Gesù ha sfidato e sconfitto tutti i nostri nemici: diavolo, mondo, carne, paura della vita e paura della morte, paura della giudizio e della condanna, perché potessimo essere liberi per servire. Egli è venuto per formare un popolo di servi che entrasse nella gioia e nella letizia del servizio. È importante comprendere il servizio come dimensione fondamentale del regno di Dio, che attraversa tutti dal Re all’ultimo dei suoi sudditi.
Quando infatti il “Consigliere ammirabile, Dio potente, Padre eterno, Principe della pace” (Isaia 9:5) ha deciso di mostrarsi a noi, lo ha fatto “prendendo forma di servo” (Filippesi 2:7). È stato in mezzo a noi non come chi siede a tavola, ma come chi serve, lavando perfino i piedi (Luca 22:27, Giovanni 13). E promette ai servi vigilanti che il giorno delle nozze escatologiche “si rimboccherà le vesti, li farà mettere a tavola e passerà a servirli” (Luca 12:37).
Anche gli angeli si realizzano essenzialmente nel servizio: servono Dio e servono i credenti: “Essi non sono forse tutti spiriti al servizio di Dio, mandati a servire in favore di quelli che devono ereditare la salvezza?” (Ebrei 1:14). Pure gli apostoli si attribuiscono la qualifica essenziale di servi (Romani 1:1, 2° Pietro 1:1, Giacomo 1:1, ecc.).
Similmente, ogni cristiano è chiamato a diventare un servo, e chi vuole essere grande nel Regno deve essere primo nel servizio.

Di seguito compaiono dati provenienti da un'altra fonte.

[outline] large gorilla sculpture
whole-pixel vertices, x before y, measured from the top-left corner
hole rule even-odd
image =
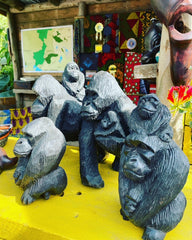
[[[144,37],[145,52],[141,57],[142,64],[156,63],[156,54],[160,50],[162,24],[155,18],[151,19],[151,25]]]
[[[23,128],[14,153],[19,157],[14,172],[15,183],[25,191],[23,204],[30,204],[39,197],[48,199],[50,194],[62,194],[67,176],[59,163],[66,149],[65,137],[53,122],[42,117]]]
[[[173,137],[170,120],[169,109],[159,101],[157,95],[147,94],[139,99],[137,107],[131,113],[128,126],[130,133],[157,135],[163,141],[169,141]]]
[[[38,97],[32,105],[34,118],[47,116],[64,134],[67,141],[78,140],[85,78],[76,63],[68,63],[62,84],[51,75],[38,78],[33,90]]]
[[[134,108],[110,73],[100,71],[94,75],[81,109],[80,174],[84,185],[104,186],[98,170],[98,146],[116,156],[113,168],[118,170],[121,147],[129,134],[128,120]]]
[[[149,94],[143,100],[151,99],[153,103],[154,97]],[[153,112],[149,102],[146,107],[143,100],[130,116],[130,134],[121,152],[121,214],[125,220],[145,228],[144,240],[163,240],[181,221],[186,207],[181,190],[187,180],[189,161],[172,140],[166,108],[157,101],[155,105],[159,107]],[[142,132],[136,127],[139,123]]]

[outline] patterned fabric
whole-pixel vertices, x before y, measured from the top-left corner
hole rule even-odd
[[[75,19],[74,21],[74,54],[78,55],[80,53],[80,19]]]
[[[20,136],[22,135],[22,128],[33,120],[31,108],[16,108],[10,109],[11,112],[11,124],[13,125],[12,134]]]
[[[96,40],[95,25],[103,24],[102,40]],[[84,19],[84,52],[94,53],[95,45],[102,44],[103,52],[119,51],[119,18],[118,14],[87,16]]]
[[[150,93],[156,93],[156,84],[150,84],[149,92]]]
[[[123,91],[137,104],[140,93],[140,79],[134,79],[134,66],[141,64],[141,54],[127,52],[125,54]]]
[[[121,52],[139,52],[143,51],[142,27],[144,21],[144,12],[132,12],[119,15],[120,29],[120,51]],[[136,40],[136,46],[129,47],[129,39]]]
[[[122,53],[99,53],[98,71],[110,72],[123,88],[125,55]]]
[[[10,110],[0,110],[0,124],[10,124],[11,113]]]
[[[84,74],[86,70],[96,70],[98,68],[98,53],[82,53],[80,54],[79,68]]]

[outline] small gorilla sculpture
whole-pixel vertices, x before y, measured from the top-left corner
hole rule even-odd
[[[147,94],[139,99],[137,107],[132,111],[128,121],[130,133],[143,135],[157,135],[163,141],[173,137],[173,130],[169,125],[171,113],[163,105],[156,94]]]
[[[80,174],[84,185],[104,186],[98,170],[98,146],[116,156],[113,169],[118,170],[121,147],[129,134],[128,119],[134,108],[110,73],[100,71],[94,75],[81,109]]]
[[[59,163],[66,149],[65,137],[53,122],[42,117],[23,128],[14,153],[19,157],[14,172],[15,183],[25,191],[23,204],[30,204],[39,197],[48,199],[50,194],[62,194],[67,186],[67,176]]]
[[[160,50],[162,24],[155,18],[151,19],[151,25],[144,37],[145,49],[141,57],[142,64],[156,63],[155,56]]]
[[[62,84],[51,75],[38,78],[33,90],[38,97],[32,105],[34,118],[46,116],[61,130],[67,141],[77,141],[81,125],[81,106],[85,78],[76,63],[68,63]]]
[[[144,240],[163,240],[181,221],[188,172],[189,161],[173,140],[138,133],[126,138],[119,167],[121,214],[145,228]]]

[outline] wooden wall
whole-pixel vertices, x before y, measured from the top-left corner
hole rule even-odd
[[[36,4],[35,4],[36,5]],[[45,8],[45,7],[44,7]],[[23,63],[21,56],[21,29],[28,28],[39,28],[39,27],[49,27],[49,26],[61,26],[69,25],[74,23],[74,18],[78,16],[79,9],[78,6],[70,8],[59,8],[53,7],[52,9],[37,9],[33,6],[23,12],[13,12],[12,21],[15,27],[16,33],[16,43],[18,49],[18,60],[19,61],[19,70],[18,76],[32,76],[38,77],[41,73],[24,73]],[[96,15],[104,13],[120,13],[120,12],[131,12],[138,10],[146,10],[150,8],[149,0],[142,1],[122,1],[114,3],[103,3],[103,4],[92,4],[87,5],[86,14],[87,15]],[[17,63],[18,64],[18,63]],[[61,79],[61,73],[52,73],[53,76]]]

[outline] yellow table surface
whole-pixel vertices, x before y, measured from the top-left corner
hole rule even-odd
[[[17,139],[10,137],[4,149],[13,157]],[[111,169],[114,156],[100,164],[102,189],[81,184],[79,149],[68,146],[61,161],[68,176],[63,197],[39,199],[22,205],[23,190],[15,185],[14,169],[0,175],[0,240],[141,240],[143,229],[120,215],[118,173]],[[192,240],[192,170],[183,189],[187,207],[182,221],[165,240]]]

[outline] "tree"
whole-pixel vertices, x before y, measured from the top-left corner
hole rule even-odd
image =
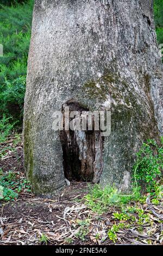
[[[136,153],[162,132],[161,57],[152,0],[35,3],[23,123],[37,194],[69,179],[127,191]],[[54,131],[54,112],[110,111],[111,133]]]

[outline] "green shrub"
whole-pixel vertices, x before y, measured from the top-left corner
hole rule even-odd
[[[5,81],[4,90],[0,93],[0,114],[11,114],[15,120],[23,118],[26,77],[20,76],[12,81]]]
[[[7,2],[14,4],[0,9],[0,118],[5,113],[21,124],[34,0]]]
[[[0,172],[0,187],[3,187],[3,198],[1,199],[5,201],[14,200],[17,198],[18,193],[23,190],[30,192],[30,186],[23,177],[21,177],[19,173],[9,172],[3,173],[2,169]]]
[[[137,154],[135,179],[143,192],[154,192],[163,170],[163,144],[159,147],[153,140],[143,143]],[[135,181],[134,181],[135,183]]]

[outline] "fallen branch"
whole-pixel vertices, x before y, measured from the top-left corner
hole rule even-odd
[[[153,209],[153,207],[152,206],[152,204],[151,203],[150,199],[149,197],[147,197],[146,199],[146,203],[148,205],[148,209],[150,210],[150,211],[152,211],[153,214],[156,216],[157,218],[158,218],[160,220],[161,220],[161,221],[163,221],[163,215],[160,214],[158,214]]]

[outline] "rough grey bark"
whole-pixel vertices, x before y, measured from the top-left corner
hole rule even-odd
[[[153,15],[152,0],[35,1],[23,124],[25,168],[35,193],[51,196],[64,185],[64,149],[52,125],[54,111],[71,100],[111,111],[110,136],[103,143],[98,135],[90,147],[85,139],[83,144],[86,154],[101,145],[91,153],[93,166],[102,168],[95,182],[129,187],[142,142],[159,141],[162,132],[162,70]]]

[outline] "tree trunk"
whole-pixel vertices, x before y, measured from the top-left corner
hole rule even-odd
[[[152,2],[35,1],[23,124],[35,193],[55,194],[65,176],[126,191],[142,142],[159,141],[162,72]],[[110,135],[54,131],[53,113],[65,106],[110,111]]]

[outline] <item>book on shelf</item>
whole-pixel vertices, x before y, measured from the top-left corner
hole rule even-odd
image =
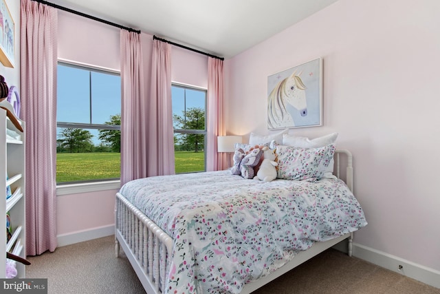
[[[9,180],[8,174],[6,174],[6,182]],[[11,191],[11,187],[10,185],[6,186],[6,199],[9,199],[12,196],[12,191]]]

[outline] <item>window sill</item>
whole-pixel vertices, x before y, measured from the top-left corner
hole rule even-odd
[[[119,189],[120,181],[109,180],[106,182],[95,182],[80,184],[63,185],[56,186],[56,196],[78,194],[81,193],[95,192],[97,191]]]

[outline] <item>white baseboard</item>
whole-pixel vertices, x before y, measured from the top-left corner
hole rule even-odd
[[[353,243],[353,256],[430,286],[440,288],[439,271],[355,242]]]
[[[58,246],[70,245],[80,242],[89,241],[98,238],[107,237],[115,234],[115,226],[100,227],[90,230],[79,231],[56,236]]]

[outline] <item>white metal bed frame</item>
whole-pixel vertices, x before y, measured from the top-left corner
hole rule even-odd
[[[340,158],[340,154],[344,156],[342,160]],[[334,159],[335,176],[338,178],[345,178],[347,186],[353,191],[351,153],[345,149],[337,149]],[[345,175],[341,173],[344,171],[340,167],[341,162],[346,166]],[[272,274],[245,284],[241,293],[254,291],[345,239],[348,239],[348,255],[351,256],[353,233],[329,241],[316,242],[311,248],[299,252],[291,261]],[[169,270],[167,258],[170,256],[173,249],[173,238],[119,193],[116,193],[115,205],[115,243],[116,257],[120,256],[120,246],[147,293],[164,292],[166,273]]]

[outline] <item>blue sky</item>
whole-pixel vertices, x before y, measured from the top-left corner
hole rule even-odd
[[[91,107],[89,78],[88,70],[58,65],[57,121],[103,124],[111,115],[121,113],[120,77],[91,72]],[[173,114],[182,116],[185,107],[206,108],[206,91],[173,86],[171,95]],[[99,145],[98,130],[86,129],[94,135],[94,143]],[[57,133],[60,130],[57,128]]]
[[[92,71],[91,89],[89,81],[89,71],[58,65],[57,121],[104,124],[110,116],[121,113],[120,77]],[[87,130],[94,135],[94,144],[99,145],[98,130]]]
[[[193,107],[206,109],[206,91],[197,89],[172,87],[173,114],[182,116],[185,107],[187,109]]]

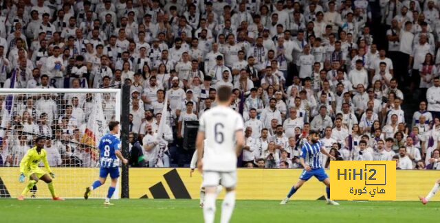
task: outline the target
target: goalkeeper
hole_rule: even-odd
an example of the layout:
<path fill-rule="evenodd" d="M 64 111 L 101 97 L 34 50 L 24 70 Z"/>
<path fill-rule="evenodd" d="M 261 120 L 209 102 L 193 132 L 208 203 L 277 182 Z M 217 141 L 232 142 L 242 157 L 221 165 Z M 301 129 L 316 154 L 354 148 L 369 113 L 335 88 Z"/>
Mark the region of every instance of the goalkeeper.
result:
<path fill-rule="evenodd" d="M 29 190 L 34 187 L 34 185 L 36 184 L 38 179 L 45 182 L 47 184 L 47 187 L 50 191 L 50 193 L 52 195 L 52 200 L 63 200 L 64 199 L 57 197 L 55 195 L 55 189 L 54 189 L 54 184 L 52 183 L 52 178 L 55 178 L 55 174 L 52 173 L 47 163 L 47 152 L 43 149 L 45 145 L 45 139 L 43 137 L 38 137 L 35 140 L 36 145 L 28 150 L 25 156 L 21 159 L 20 162 L 20 178 L 19 181 L 23 183 L 26 177 L 29 178 L 29 183 L 25 187 L 25 189 L 21 192 L 21 195 L 19 196 L 19 200 L 23 200 L 25 198 L 25 196 Z M 49 172 L 49 174 L 52 176 L 49 176 L 43 169 L 38 167 L 40 161 L 43 161 L 44 167 Z"/>

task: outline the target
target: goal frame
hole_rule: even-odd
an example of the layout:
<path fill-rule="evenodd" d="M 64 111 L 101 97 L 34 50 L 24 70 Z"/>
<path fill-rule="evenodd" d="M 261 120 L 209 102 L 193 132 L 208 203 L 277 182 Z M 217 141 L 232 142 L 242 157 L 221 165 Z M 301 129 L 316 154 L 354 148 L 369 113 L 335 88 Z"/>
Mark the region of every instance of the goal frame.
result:
<path fill-rule="evenodd" d="M 111 93 L 115 95 L 115 120 L 120 123 L 122 113 L 122 90 L 120 89 L 0 89 L 0 95 L 18 95 L 26 93 L 92 93 L 92 94 L 104 94 Z M 69 167 L 66 167 L 69 168 Z M 83 167 L 79 167 L 83 168 Z M 89 167 L 93 168 L 93 167 Z M 116 185 L 116 189 L 113 193 L 113 199 L 120 198 L 120 180 L 118 180 Z"/>

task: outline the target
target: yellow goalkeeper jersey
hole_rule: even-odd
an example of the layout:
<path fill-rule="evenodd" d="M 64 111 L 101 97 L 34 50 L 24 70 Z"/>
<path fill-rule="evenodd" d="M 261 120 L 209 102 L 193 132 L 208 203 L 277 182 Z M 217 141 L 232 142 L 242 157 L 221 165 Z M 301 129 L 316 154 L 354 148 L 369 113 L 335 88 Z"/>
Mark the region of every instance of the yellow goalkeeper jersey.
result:
<path fill-rule="evenodd" d="M 28 150 L 26 154 L 20 162 L 20 172 L 25 174 L 38 169 L 40 161 L 43 161 L 43 164 L 44 164 L 48 172 L 52 172 L 47 162 L 47 154 L 45 149 L 41 149 L 40 153 L 36 152 L 36 146 Z"/>

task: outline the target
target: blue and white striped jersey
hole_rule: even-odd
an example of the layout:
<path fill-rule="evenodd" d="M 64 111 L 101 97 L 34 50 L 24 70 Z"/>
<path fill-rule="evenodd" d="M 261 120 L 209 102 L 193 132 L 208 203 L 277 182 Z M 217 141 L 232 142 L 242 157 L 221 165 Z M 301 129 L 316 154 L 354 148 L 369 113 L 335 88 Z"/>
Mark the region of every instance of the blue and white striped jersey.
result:
<path fill-rule="evenodd" d="M 322 168 L 320 156 L 322 146 L 322 143 L 318 140 L 314 144 L 306 142 L 301 148 L 301 156 L 304 159 L 305 163 L 308 164 L 311 169 Z"/>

Questo è lo spirito di Cristo: “… Chiunque, tra di voi, vorrà essere primo sarà servo di tutti, perché anche il Figlio dell’uomo non e venuto per essere servito, ma per servire, e per dare la sua vita come prezzo di riscatto per molti” (Marco 10:44-45).
Tre aspetti del servizio
Ci sono nel Nuovo Testamento tre parole per descrivere il servo ed il servizio: doulia, diakonia e latreia.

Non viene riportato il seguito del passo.